Deep Reasoning About Word Embeddings And Linguistic Regularities Using Kernels On Lie Groups
It is estimated that it would take an average adult human more than a decade to read through all the pages of Wikipedia. Exploiting the many advances in computing hardware, optimization methods, programming paradigms and storage technology, it is now possible to process all of Wikipedia (roughly 3.5 billion words) in about half a day on a personal workstation. Recent work over the past few years has shown that recursive deep learning neural nets can learn continuous vector space word representations reflecting the underlying semantics of words from a large corpus like Wikipedia. Simple vector space arithmetic using cosine distances has been shown to capture certain types of analogies, such as reasoning about plurals from singulars, past tense from present tense, family relationships etc.
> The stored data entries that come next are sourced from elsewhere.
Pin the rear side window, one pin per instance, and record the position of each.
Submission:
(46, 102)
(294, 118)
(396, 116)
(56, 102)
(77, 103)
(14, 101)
In this talk, I will present a new approach to reasoning about linguistic regularities from continuous word representations, based on modeling the vector subspaces spanned by groups of related words. We exploit the property that the set of k-dimensional subspaces in an ambient n-dimensional Euclidean space forms a curved matrix manifold called the Grassmannian, and is a quotient subgroup of the Lie group of rotations in n-dimensions. Based on this mathematical model, I will introduce a modified cosine distance based on computing one-parameter exponential flows across the shortest-path geodesics between subspaces representing related word groups. I will show how to learn kernels on Lie groups that capture relation-specific distances across word categories. Testing this approach using learned word embeddings on a 3 billion word Wikipedia corpus using the word analogy tasks studied by Mikolov et al. at Google reveals substantial improvements in performance compared to previous work. I will discuss applications of the matrix manifold framework to other topics in IR and NLP, such as deep QA, ranking, relational knowledge-base completion, and machine translation. If time permits, I will describe the application of new machine learning algorithms based on variational inequalities to various problems in NLP.
BIO: Sridhar Mahadevan is a professor and Director of the Autonomous Learning Laboratory at the School of Computer Science, University of Massachusetts, Amherst. He was elected AAAI Fellow in 2014 for “significant contributions to machine learning”. He is on sabbatical for the year 2014-2015 at IBM Research in New York, where he is working on machine learning methods for the Watson project. He will present a tutorial at AAAI 2015 in January entitled: “Generalizing Optimization to Equilibration: A New Foundation for AI in the 21st century”.